В контейнере из черного чугуна содержался полип, он представлял собой усеченный сфероид, на одном конце которого был хорошо заросший шрам после отделения от основной колонии, а с противоположной стороны – округлое, неровно вытянутое ротовое отверстие, обрамленное щупальцами неравной длины, размера и формы. Из нутра образца исходило черно-фиолетовое бледное сияние, мерцающее и неоднородное, чуть меняющее оттенок в зависимости от угла зрения и разворота объекта. Кожух полипа состоял из эластичного вещества, обычно именуемого перидермой, но с налетом более плотного, белесого в зелень хитина. Еще он немного вибрировал и, казалось, звучал будто шепотом на самой границе сознания. Последнее, впрочем, можно списать и на тяжелый день, стресс и усталость.
Я облачился в двубортный халат из плотной прорезиненной ткани и такие же длинные перчатки с металлическими кольцами у горловины, затем взял футовой длины щипцы, аккуратно подцепил объект и перенес его на рабочий стол, поместив в мерную мензурку с высокими краями. Как оказалось, полип сочился бесцветной жижей из ротового отверстия и места шрама после отделения, при несколько тусклом освещении большей части лаборатории мне не удалось заметить, не упали ли выделения на пол в ходе перемещения от контейнера, расположенного в шкафу в нескольких шагах от стола.

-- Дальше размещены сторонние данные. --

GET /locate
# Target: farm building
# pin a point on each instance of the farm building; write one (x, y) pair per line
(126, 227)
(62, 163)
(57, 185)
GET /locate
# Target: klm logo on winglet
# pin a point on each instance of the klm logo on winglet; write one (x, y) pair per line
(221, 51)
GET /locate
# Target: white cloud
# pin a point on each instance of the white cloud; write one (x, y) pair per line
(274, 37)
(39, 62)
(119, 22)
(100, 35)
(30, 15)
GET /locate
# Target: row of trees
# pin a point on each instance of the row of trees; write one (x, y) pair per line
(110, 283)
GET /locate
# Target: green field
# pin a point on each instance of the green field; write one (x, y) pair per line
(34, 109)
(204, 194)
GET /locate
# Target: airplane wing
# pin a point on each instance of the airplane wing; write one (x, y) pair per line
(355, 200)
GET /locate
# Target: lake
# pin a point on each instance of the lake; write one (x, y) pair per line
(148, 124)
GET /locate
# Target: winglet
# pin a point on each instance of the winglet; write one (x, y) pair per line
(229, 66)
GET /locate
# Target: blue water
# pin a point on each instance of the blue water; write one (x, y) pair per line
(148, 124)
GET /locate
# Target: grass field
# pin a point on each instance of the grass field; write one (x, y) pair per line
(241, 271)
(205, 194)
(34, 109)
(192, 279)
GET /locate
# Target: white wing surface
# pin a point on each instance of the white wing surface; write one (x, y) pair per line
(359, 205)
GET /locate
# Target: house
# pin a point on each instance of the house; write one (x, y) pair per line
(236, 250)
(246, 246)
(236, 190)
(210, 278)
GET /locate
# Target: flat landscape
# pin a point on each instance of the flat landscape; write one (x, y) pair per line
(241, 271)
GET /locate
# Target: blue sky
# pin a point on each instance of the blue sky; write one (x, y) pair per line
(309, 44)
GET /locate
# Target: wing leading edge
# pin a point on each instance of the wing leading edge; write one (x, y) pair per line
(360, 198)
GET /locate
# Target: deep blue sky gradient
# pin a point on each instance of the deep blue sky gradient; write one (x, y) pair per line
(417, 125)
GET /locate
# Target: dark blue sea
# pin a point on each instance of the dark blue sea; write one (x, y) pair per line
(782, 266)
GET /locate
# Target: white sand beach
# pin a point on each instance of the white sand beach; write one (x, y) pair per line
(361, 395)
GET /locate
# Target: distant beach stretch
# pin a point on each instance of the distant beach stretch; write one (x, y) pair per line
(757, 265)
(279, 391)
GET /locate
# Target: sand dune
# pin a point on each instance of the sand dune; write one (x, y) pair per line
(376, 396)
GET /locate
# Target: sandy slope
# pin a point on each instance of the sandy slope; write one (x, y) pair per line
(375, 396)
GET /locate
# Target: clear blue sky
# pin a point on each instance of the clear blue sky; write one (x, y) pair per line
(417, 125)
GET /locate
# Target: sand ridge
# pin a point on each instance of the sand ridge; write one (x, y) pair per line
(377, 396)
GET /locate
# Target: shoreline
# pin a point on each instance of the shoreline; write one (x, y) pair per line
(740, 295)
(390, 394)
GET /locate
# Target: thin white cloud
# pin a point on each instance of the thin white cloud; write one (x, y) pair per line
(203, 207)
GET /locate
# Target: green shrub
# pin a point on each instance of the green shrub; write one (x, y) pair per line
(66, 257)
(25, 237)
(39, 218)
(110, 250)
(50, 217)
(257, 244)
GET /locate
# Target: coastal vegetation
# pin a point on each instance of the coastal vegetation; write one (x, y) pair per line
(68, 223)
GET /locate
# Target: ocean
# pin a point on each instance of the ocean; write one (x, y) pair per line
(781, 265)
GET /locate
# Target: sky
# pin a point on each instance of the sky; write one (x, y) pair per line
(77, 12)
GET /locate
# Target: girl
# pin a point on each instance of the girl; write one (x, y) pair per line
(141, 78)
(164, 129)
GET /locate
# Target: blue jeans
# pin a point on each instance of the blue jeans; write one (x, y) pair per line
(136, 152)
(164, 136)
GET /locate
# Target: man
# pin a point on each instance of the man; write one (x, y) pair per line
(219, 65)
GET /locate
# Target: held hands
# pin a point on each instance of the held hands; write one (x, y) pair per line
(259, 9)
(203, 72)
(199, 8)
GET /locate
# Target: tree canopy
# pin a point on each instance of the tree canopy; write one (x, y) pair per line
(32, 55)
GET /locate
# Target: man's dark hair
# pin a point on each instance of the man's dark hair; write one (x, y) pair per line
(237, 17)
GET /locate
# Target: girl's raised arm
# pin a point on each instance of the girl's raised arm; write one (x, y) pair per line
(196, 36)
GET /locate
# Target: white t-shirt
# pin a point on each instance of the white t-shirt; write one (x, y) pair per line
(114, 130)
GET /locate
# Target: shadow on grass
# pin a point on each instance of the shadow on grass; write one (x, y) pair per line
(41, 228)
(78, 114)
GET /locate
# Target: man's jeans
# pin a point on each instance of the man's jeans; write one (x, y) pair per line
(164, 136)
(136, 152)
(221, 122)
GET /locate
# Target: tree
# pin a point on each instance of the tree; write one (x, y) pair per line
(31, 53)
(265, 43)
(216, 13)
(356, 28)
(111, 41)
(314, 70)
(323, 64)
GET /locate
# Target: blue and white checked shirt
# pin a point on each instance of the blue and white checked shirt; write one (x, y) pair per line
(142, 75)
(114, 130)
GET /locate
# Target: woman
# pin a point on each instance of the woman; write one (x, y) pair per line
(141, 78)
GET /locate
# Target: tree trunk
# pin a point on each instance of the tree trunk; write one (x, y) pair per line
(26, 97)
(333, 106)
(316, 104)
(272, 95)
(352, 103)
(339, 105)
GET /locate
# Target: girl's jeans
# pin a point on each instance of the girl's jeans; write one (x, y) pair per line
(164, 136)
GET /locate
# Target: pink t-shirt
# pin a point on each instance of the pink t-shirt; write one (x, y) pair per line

Разговаривая о природе хаоса, большинство представителей разумных рас нашего мира начинают вести себя на удивление неразумно, само явление стараются вообще не упоминать вслух, используют громкие эпитеты «скверна», «гибель», «искажение», снижают голос до таинственного шепота, косятся за спину. Когда так делали отсталые, религиозно акцентированные ригельвандцы или шваркарассцы, даже низкоранговые провинциальные фермеры Сетрафии, это не вызывало у меня особенного беспокойства. Но схожим образом вели себя люди ученые – профессора колдовских наук, способные сложной вербальной конструкцией заставить создание этой самой гибели взорваться на тысячу кусков, знакомые с мириадами страшных болезней медики, даже иерархи Академии Наук. Общаясь с одним из инженеров Академии, я как-то обмолвился, что хаос, исходя из известного о нем, производит ощущение заразного заболевания или злокачественной опухоли. Он так же распространяется через воздух, воду, носителей, поражает отдельные органы, изменяет под свои нужды плоть, доводит жертву до исступления или смерти. Но если мы получили представление о том, как бороться с чумой, оспой, малярией, ангиной, наконец, что мешает подойти к вопросу самой страшной угрозы всему живому схожим образом? Нужно ли говорить, что диалог у нас не вышел? А вместо надежного назначения в перспективный колониальный госпиталь с отличной лабораторией меня направили на «Экспедишн».